Emoticon Ring designed by Chao & Eero Jewel
These curious things reminded me of “The Facebook Like Button Stamp” (by Nation) which I’d been somewhat amused by last year (via PSFK), and sent me back through my (digital) files looking for other examples of de-digitization. (That’s a fairly ugly term, of course, but it was the best I could come up with; counter-suggestions are very welcome.)
On a purely visual level, none of these shapes strike me as intrinsically beautiful or even pleasing, so what’s the appeal? There’s something jokey about bringing a cursor arrow, emoticon, or the all-powerful “like” symbol into the physical world. But there’s something else going on here too, and it’s not the opposite of immaterialism at all. Rather, it’s the inevitable flipside of the same phenomenon. Because like all jokes, these contain a truth: a de facto acknowledgement that the border between the worlds often called “virtual” and “real” is extremely porous.
Some of the examples I’ve taken note of involve characters from video games and the like, but that doesn’t seem particularly different from a Mickey Mouse doll or a Hello Kitty bracelet. I’m more interested in the stuff with no personality at all, referencing the most banal symbols of the screen world (like this pillow with the RSS icon, by Craftsquatch) or even attempts to capture the stuff of digital life that isn’t particularly visual at all (as in this somewhat silly necklace noticed by On The Ground Looking Up, from plastique, featuring the disconcertingly large word “tweet”).

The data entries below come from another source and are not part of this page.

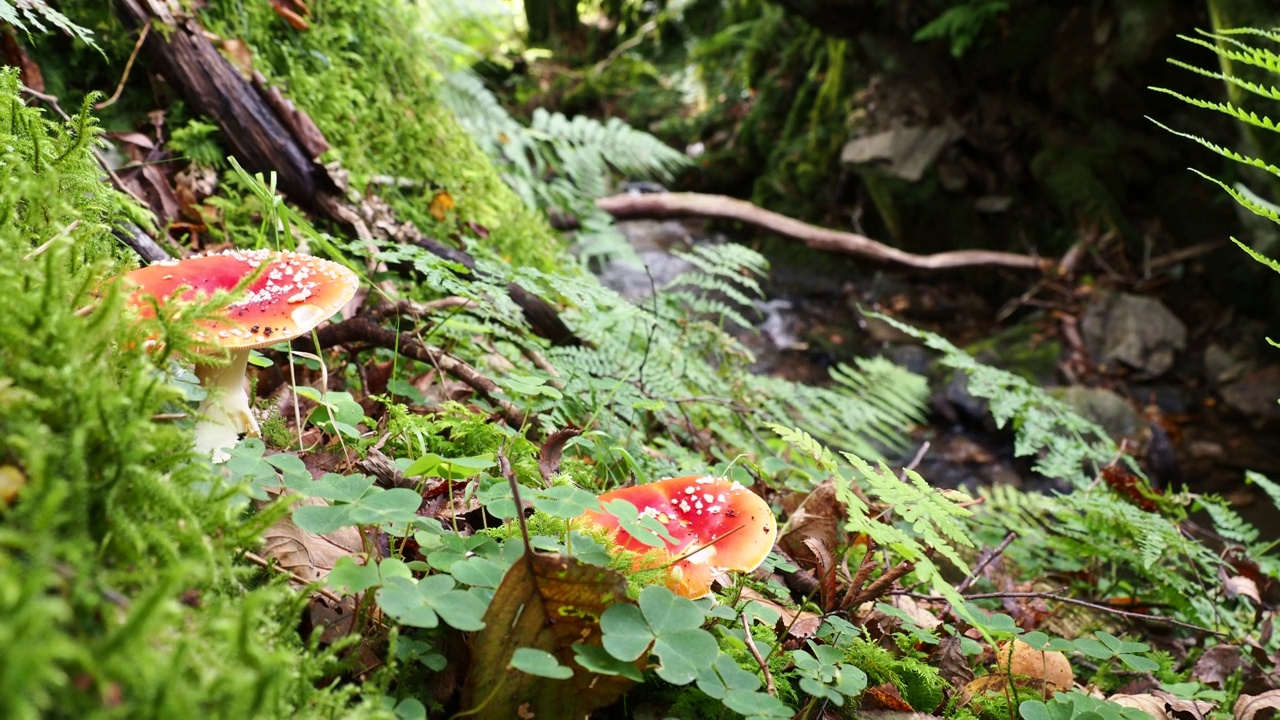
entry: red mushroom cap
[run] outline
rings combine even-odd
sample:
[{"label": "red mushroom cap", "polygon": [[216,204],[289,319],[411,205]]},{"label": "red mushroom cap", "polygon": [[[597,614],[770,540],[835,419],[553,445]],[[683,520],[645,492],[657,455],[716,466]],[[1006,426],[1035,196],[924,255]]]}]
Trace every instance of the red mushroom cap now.
[{"label": "red mushroom cap", "polygon": [[197,255],[122,277],[134,286],[131,303],[145,308],[144,296],[166,302],[180,287],[187,288],[181,300],[233,290],[264,264],[245,296],[227,307],[226,322],[204,323],[223,347],[265,347],[303,335],[346,305],[360,287],[360,278],[338,263],[273,250]]},{"label": "red mushroom cap", "polygon": [[[602,504],[610,500],[626,500],[641,514],[662,523],[676,541],[663,541],[668,557],[688,555],[671,566],[669,581],[672,590],[686,597],[709,594],[711,578],[717,572],[755,570],[773,549],[778,535],[768,503],[738,482],[724,478],[689,475],[600,496]],[[618,545],[627,550],[646,553],[654,549],[620,528],[613,515],[587,511],[582,517],[614,531]]]}]

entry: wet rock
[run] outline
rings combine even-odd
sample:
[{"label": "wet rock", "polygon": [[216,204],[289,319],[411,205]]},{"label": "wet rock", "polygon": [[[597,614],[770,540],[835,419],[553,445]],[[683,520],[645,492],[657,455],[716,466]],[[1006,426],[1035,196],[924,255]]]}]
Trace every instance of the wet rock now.
[{"label": "wet rock", "polygon": [[1167,371],[1187,346],[1187,326],[1169,308],[1159,300],[1128,293],[1091,304],[1080,329],[1099,365],[1119,363],[1147,377]]},{"label": "wet rock", "polygon": [[969,376],[958,370],[952,373],[946,388],[930,398],[929,404],[954,424],[995,427],[991,414],[987,412],[987,401],[970,394]]},{"label": "wet rock", "polygon": [[637,252],[685,249],[693,245],[688,226],[678,220],[627,220],[617,227]]},{"label": "wet rock", "polygon": [[1222,402],[1252,418],[1280,418],[1280,365],[1245,373],[1220,391]]},{"label": "wet rock", "polygon": [[764,316],[756,327],[768,338],[775,350],[808,350],[809,344],[799,337],[801,323],[795,315],[795,303],[774,298],[756,303],[756,309]]},{"label": "wet rock", "polygon": [[850,140],[840,151],[840,161],[849,165],[883,163],[886,173],[916,182],[942,151],[963,135],[964,128],[952,118],[934,127],[894,127]]},{"label": "wet rock", "polygon": [[917,375],[929,372],[933,357],[919,345],[892,345],[885,349],[884,356],[894,365],[904,367]]},{"label": "wet rock", "polygon": [[1020,375],[1035,385],[1052,385],[1058,379],[1062,344],[1045,337],[1043,315],[1000,331],[966,348],[979,362]]},{"label": "wet rock", "polygon": [[1146,419],[1129,401],[1110,390],[1073,385],[1055,394],[1082,417],[1101,425],[1113,439],[1137,440],[1147,429]]}]

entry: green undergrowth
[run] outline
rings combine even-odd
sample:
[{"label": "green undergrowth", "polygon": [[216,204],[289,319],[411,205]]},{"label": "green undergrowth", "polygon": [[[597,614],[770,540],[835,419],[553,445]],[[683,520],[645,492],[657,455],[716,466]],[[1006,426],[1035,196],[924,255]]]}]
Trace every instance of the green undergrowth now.
[{"label": "green undergrowth", "polygon": [[102,282],[128,261],[92,119],[47,123],[16,82],[0,74],[0,716],[375,714],[316,684],[329,656],[294,632],[299,596],[233,560],[279,513],[245,522],[189,431],[153,419],[182,397]]},{"label": "green undergrowth", "polygon": [[[354,72],[365,56],[339,53],[350,50],[342,44],[350,38],[313,28],[315,35],[270,45],[275,35],[254,34],[280,22],[265,4],[218,7],[211,17],[222,18],[223,32],[258,38],[259,52],[280,63],[278,77],[302,86],[295,99],[317,103],[329,120],[335,108],[352,109],[349,88],[315,80],[333,68]],[[317,25],[390,33],[396,17],[332,13]],[[316,38],[332,44],[313,47]],[[378,42],[368,57],[390,52]],[[531,267],[492,254],[464,280],[415,247],[326,235],[234,164],[223,202],[257,204],[244,237],[232,239],[289,247],[306,240],[335,257],[411,268],[410,278],[368,278],[394,285],[401,297],[471,301],[383,322],[469,363],[497,389],[482,396],[459,388],[393,348],[353,345],[303,357],[280,346],[258,361],[295,363],[281,369],[310,383],[295,388],[310,401],[305,415],[298,410],[301,427],[268,418],[266,442],[242,442],[215,471],[189,451],[195,389],[180,370],[197,349],[194,321],[212,303],[143,324],[121,319],[122,298],[103,280],[129,263],[109,234],[128,205],[97,179],[88,152],[93,121],[82,112],[66,126],[43,123],[21,106],[14,76],[3,82],[5,717],[394,712],[410,720],[459,710],[518,716],[528,714],[526,703],[565,702],[590,705],[584,714],[656,706],[688,717],[852,717],[876,688],[915,711],[962,720],[1003,720],[1019,710],[1027,720],[1066,720],[1086,711],[1084,700],[1014,696],[1027,700],[1014,708],[1002,685],[962,705],[940,672],[944,644],[950,662],[980,673],[998,672],[992,641],[1021,637],[1070,653],[1081,681],[1104,690],[1132,673],[1203,688],[1171,656],[1126,639],[1127,626],[1113,615],[1094,612],[1069,625],[1061,622],[1068,613],[1056,612],[1032,627],[1027,613],[1020,627],[998,600],[970,602],[960,588],[983,550],[1016,533],[999,561],[1010,582],[1048,578],[1065,595],[1149,606],[1157,619],[1184,623],[1177,632],[1193,641],[1192,656],[1215,633],[1240,640],[1254,630],[1257,608],[1244,593],[1226,592],[1239,577],[1221,550],[1249,558],[1262,575],[1280,573],[1274,547],[1222,498],[1157,493],[1105,433],[1042,389],[891,320],[967,373],[970,392],[1014,431],[1015,453],[1070,492],[995,489],[978,504],[881,462],[908,449],[906,430],[923,414],[923,379],[876,359],[835,368],[824,387],[752,374],[753,358],[730,330],[751,325],[768,268],[746,248],[690,251],[692,269],[640,304],[577,268],[561,273],[554,263]],[[201,142],[203,131],[194,130],[182,139],[189,150]],[[382,168],[389,152],[382,141],[358,145],[358,130],[351,132],[339,149],[351,153],[344,161],[359,169],[367,151],[366,169]],[[213,152],[193,153],[206,151]],[[485,167],[475,172],[496,177]],[[461,200],[463,186],[444,191]],[[580,342],[553,346],[531,333],[508,298],[513,281],[556,303]],[[160,348],[147,342],[156,337]],[[376,374],[385,389],[373,388]],[[260,409],[271,412],[265,403]],[[513,409],[527,416],[523,426],[497,421]],[[357,469],[379,454],[390,467],[378,478]],[[1133,480],[1107,480],[1108,466]],[[799,568],[773,554],[762,572],[732,575],[714,598],[690,600],[664,587],[663,568],[635,571],[634,554],[580,519],[599,507],[599,493],[684,474],[753,486],[782,515],[784,535],[797,516],[780,512],[785,501],[829,489],[824,507],[810,509],[829,510],[834,501],[843,509],[832,514],[829,535],[805,546],[815,558],[829,556],[821,561],[829,568],[851,572],[797,594],[781,573]],[[1280,498],[1266,478],[1250,479]],[[309,500],[286,508],[270,502],[278,492]],[[1193,532],[1189,518],[1198,510],[1227,547]],[[661,521],[631,511],[615,509],[619,524],[660,546]],[[286,518],[291,532],[312,542],[355,538],[316,586],[351,603],[341,632],[303,634],[302,611],[318,601],[236,560],[263,535],[278,537],[276,522]],[[864,560],[865,585],[843,587]],[[889,569],[900,572],[896,583],[881,582]],[[856,591],[877,582],[865,607],[854,602]],[[982,594],[1005,586],[984,575],[964,587]],[[891,590],[914,594],[917,612]],[[804,613],[811,614],[799,629]],[[522,624],[530,617],[537,621]],[[560,623],[576,623],[575,632],[540,631]],[[1263,649],[1274,652],[1277,640],[1267,642]],[[481,687],[477,677],[494,682]],[[1122,717],[1114,706],[1088,711]]]}]

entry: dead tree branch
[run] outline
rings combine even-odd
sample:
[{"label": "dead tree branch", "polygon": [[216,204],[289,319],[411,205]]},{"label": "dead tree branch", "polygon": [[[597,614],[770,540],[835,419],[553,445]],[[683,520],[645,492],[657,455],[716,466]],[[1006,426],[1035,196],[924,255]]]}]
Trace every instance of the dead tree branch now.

These objects remind me of friends who refer to things that happen IRL (in real life, meaning not online) with a kind of wink, suggesting that the dichotomy between digital and not-digital really has nothing to do with which one is “real.” But I suspect there’s something a little nervous-making lurking within the overt jokiness. Probably most of us see these instances of digital iconography so often, without ever really stopping to absorb them, that they’re more familiar to us than the shape of the leaves on the tree just out your window. That’s sort of funny — and sort of profoundly not funny at all. Maybe making such imagery amusingly physical takes the edge off this uncertainty. It’s clever stuff, though I have to say it’s not clever I’d need to own any of it, or even see it IRL. The digital pictures are real enough for me.